Rani mendekat dan memegang tangan Andi. "Kita semua merasa bersalah, Andi. Tapi itu bukan salahmu. Itu kecelakaan."
"Aku juga merasa begitu," tambah Budi. "Aku sering berpikir, seandainya aku lebih cepat, aku mungkin bisa menyelamatkannya."
Sinta menghela napas panjang. "Aku menulis tentang Dika dalam banyak ceritaku. Menulis adalah caraku untuk mengatasi rasa kehilangan ini. Tapi aku tahu, kita harus belajar memaafkan diri kita sendiri."
Mereka saling memandang, dan untuk pertama kalinya dalam sepuluh tahun, mereka merasakan beban yang sedikit terangkat dari hati mereka. Mereka mulai berbicara tentang kenangan indah bersama Dika, mengingat betapa dia selalu membuat mereka tertawa dan bahagia.

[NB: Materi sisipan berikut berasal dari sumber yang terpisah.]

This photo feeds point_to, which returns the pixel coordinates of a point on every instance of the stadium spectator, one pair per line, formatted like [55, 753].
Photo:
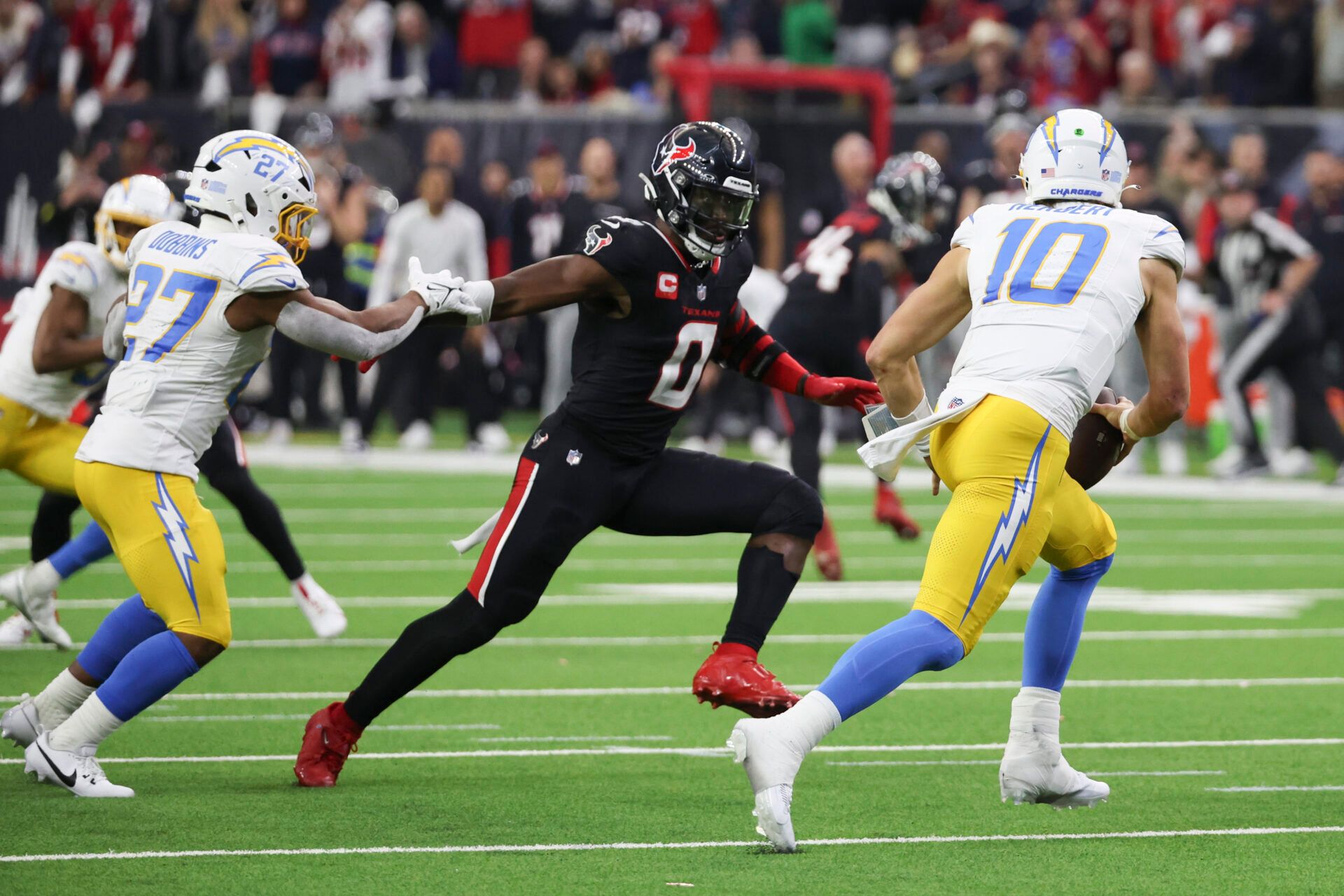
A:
[1329, 52]
[19, 22]
[101, 51]
[442, 232]
[424, 57]
[1065, 58]
[854, 164]
[288, 59]
[1320, 219]
[356, 50]
[808, 33]
[220, 36]
[1138, 83]
[1272, 59]
[533, 57]
[995, 179]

Malam semakin larut, dan mereka menyalakan api unggun di tepi danau. Di bawah cahaya bintang dan nyala api, mereka merasakan kehadiran Dika di tengah-tengah mereka, seolah sahabat mereka kembali hadir, memberikan kehangatan dan kebahagiaan seperti dulu.
"Kita harus terus hidup, untuk Dika," kata Sinta dengan tegas. "Dia tidak akan ingin kita terpuruk dalam kesedihan selamanya."

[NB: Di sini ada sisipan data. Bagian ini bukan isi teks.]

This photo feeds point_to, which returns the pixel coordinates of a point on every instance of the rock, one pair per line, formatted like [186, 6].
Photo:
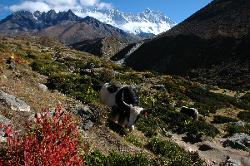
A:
[5, 122]
[13, 102]
[88, 117]
[238, 141]
[159, 87]
[192, 138]
[239, 123]
[88, 124]
[205, 147]
[232, 162]
[43, 87]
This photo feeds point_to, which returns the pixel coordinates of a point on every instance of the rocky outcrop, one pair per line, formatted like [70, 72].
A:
[211, 46]
[4, 122]
[65, 26]
[238, 141]
[13, 102]
[103, 47]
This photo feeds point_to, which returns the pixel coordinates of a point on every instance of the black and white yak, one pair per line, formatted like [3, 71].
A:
[191, 112]
[123, 100]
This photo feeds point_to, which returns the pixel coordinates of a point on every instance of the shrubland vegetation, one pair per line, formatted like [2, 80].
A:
[80, 75]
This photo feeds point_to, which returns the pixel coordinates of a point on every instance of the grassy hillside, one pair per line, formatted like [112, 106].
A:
[79, 76]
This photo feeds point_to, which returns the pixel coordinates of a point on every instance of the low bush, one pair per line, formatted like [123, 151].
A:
[134, 140]
[171, 154]
[51, 141]
[244, 115]
[177, 122]
[223, 119]
[232, 129]
[96, 158]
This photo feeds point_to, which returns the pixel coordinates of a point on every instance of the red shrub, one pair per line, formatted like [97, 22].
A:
[53, 141]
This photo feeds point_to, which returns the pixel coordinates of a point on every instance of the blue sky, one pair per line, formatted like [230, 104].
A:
[177, 10]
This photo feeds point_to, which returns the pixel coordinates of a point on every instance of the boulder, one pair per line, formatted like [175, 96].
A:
[5, 122]
[13, 102]
[238, 141]
[88, 117]
[43, 87]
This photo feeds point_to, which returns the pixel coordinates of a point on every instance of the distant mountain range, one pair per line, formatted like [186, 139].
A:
[65, 26]
[211, 46]
[146, 22]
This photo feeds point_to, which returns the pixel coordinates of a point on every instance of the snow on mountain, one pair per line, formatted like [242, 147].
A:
[147, 21]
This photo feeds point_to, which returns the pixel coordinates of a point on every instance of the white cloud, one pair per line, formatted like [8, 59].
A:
[57, 5]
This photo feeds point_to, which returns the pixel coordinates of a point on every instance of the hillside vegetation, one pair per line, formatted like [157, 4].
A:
[26, 61]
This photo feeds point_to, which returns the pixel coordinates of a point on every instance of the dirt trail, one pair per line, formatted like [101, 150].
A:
[218, 154]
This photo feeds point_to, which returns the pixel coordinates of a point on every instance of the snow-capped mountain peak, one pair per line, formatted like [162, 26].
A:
[147, 22]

Rani tersenyum. "Benar. Kita harus menghargai hidup kita dan membuatnya berarti, seperti yang Dika lakukan."
Budi mengangguk. "Dan kita selalu punya kenangan indah bersama Dika untuk diingat. Itu yang akan membuat kita kuat."
Andi menatap sahabat-sahabatnya dengan perasaan lega. "Aku setuju. Mari kita terus melangkah maju, bersama-sama."

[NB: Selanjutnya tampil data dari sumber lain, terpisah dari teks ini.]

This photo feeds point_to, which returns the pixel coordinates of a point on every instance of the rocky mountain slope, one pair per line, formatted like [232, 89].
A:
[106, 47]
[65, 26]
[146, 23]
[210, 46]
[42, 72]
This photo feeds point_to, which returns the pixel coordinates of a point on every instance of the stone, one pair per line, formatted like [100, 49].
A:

Saat fajar menyingsing, mereka berdiri di tepi danau, merasakan angin pagi yang sejuk. Dengan hati yang lebih ringan dan semangat baru, mereka berjanji untuk selalu mengenang Dika dan menjalani hidup dengan penuh makna.
Danau itu, yang dulu menjadi saksi tragedi, kini menjadi tempat mereka menemukan kedamaian dan kekuatan. Dengan kenangan akan Dika yang selalu hidup di hati, mereka siap melangkah maju, bersama-sama, menjalani hidup yang penuh harapan dan kebahagiaan.